Famara beach lanzarote canary islands

The beaches of seaside resorts

Every resort is beachfront, so if you’re in Playa Blanca, Puerto del Carmen or Costa Teguise, you’ll have no trouble making a splash. You can find out more on this site.

  • Costa Teguise: el Jablillo, las Cucharas, playa Bastian
  • Playa Blanca: Playa Flamingo, Playa Dorada
  • Puerto del Carmen: los Pocillos, playa Grande, playa Chica

Papagayo beaches

At the southern tip of the island, not too far from Playa Blanca, we’ll find a nature reserve with numerous coves, each more beautiful than the last, called Los Ajaches. The great thing about this place is that, although it’s quite popular, there’s plenty of room for everyone.

There are several great beaches tucked between volcanic rocks, plenty of hiking trails and cliffs to explore. Entrance to the park costs 3€, then you have to walk 5km on a dirty road, and there’s a little bodega for a snack or a drink, with a great view.

Well, the photos don’t do justice to the beaches because the weather wasn’t great, but when the weather’s nice, the water is super clear.
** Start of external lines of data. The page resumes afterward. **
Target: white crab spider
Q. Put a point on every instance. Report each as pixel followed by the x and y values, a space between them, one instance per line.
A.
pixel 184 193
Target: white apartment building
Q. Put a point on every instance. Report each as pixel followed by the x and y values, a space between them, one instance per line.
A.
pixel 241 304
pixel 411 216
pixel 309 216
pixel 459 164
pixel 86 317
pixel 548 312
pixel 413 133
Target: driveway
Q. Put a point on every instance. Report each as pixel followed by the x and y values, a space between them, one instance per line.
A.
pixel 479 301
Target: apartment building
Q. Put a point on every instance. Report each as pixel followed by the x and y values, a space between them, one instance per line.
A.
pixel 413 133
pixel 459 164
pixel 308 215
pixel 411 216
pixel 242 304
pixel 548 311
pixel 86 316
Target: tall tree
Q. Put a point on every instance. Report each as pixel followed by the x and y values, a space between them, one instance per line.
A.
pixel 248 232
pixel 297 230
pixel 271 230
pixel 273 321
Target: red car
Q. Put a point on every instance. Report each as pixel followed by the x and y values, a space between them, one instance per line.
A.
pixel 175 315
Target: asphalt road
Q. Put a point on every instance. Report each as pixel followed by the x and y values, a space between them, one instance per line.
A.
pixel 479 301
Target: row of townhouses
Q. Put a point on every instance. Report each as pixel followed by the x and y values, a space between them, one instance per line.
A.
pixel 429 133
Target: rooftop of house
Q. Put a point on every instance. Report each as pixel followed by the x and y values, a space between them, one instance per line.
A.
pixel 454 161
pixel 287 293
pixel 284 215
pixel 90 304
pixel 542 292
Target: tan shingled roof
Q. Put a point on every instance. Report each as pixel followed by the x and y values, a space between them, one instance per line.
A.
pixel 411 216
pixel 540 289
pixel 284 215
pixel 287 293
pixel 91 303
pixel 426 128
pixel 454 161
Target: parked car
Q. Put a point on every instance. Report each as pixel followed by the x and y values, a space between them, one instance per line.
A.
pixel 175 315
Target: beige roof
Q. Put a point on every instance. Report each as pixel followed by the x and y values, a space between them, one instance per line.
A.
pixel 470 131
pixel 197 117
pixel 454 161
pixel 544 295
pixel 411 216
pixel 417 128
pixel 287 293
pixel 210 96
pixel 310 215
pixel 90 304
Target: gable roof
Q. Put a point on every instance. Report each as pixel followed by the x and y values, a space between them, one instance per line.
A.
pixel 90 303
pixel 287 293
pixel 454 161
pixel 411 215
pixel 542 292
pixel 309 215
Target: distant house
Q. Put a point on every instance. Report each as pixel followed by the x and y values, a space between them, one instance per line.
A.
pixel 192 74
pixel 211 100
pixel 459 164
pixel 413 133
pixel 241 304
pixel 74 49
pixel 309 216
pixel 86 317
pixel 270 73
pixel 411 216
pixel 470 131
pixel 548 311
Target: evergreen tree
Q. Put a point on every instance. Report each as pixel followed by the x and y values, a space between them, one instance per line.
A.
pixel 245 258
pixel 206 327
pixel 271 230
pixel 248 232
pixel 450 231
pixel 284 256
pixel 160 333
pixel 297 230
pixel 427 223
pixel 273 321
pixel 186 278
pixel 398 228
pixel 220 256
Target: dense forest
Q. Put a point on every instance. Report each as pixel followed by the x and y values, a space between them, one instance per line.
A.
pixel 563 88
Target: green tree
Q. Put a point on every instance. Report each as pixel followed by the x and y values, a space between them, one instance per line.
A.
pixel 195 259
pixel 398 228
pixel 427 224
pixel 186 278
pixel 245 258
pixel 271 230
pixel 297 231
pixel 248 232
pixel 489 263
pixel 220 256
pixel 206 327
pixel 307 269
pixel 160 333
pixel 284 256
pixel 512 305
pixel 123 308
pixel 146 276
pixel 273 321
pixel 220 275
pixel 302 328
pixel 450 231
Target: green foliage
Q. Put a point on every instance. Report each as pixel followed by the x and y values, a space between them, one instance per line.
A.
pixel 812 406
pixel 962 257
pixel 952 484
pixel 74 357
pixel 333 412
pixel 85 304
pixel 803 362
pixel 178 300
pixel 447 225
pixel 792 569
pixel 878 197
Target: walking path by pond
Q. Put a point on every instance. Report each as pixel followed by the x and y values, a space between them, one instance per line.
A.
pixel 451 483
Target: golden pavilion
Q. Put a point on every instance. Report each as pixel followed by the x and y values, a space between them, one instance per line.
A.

Papagayo beach lanzarote south canary islands
Papagayo beach lanzarote south canary islands

Northeast coves

On the road to Ozorla, and more specifically from Jameos de Agua, there are numerous mini beaches and coves along the way. They’re super easy to find, there’s always a mini parking lot and not too many people.

These include Caleta de las Escamas, Punta Prieta, Caleta del Mojon and the magnificent Caleton Blanco.

You’ll generally find clear sand and turquoise water between volcanic rocks, and the setting is really top-notch

The vineyards of Lanzarote

It’s funny to see how man always adapts to his environment. Lanzarote is a volcanic island, very dry, not far from the Sahara. And yet, many fruits and vegetables grow here, as well as numerous vines. And these vines are easily recognizable, as each vine has its own little comfort.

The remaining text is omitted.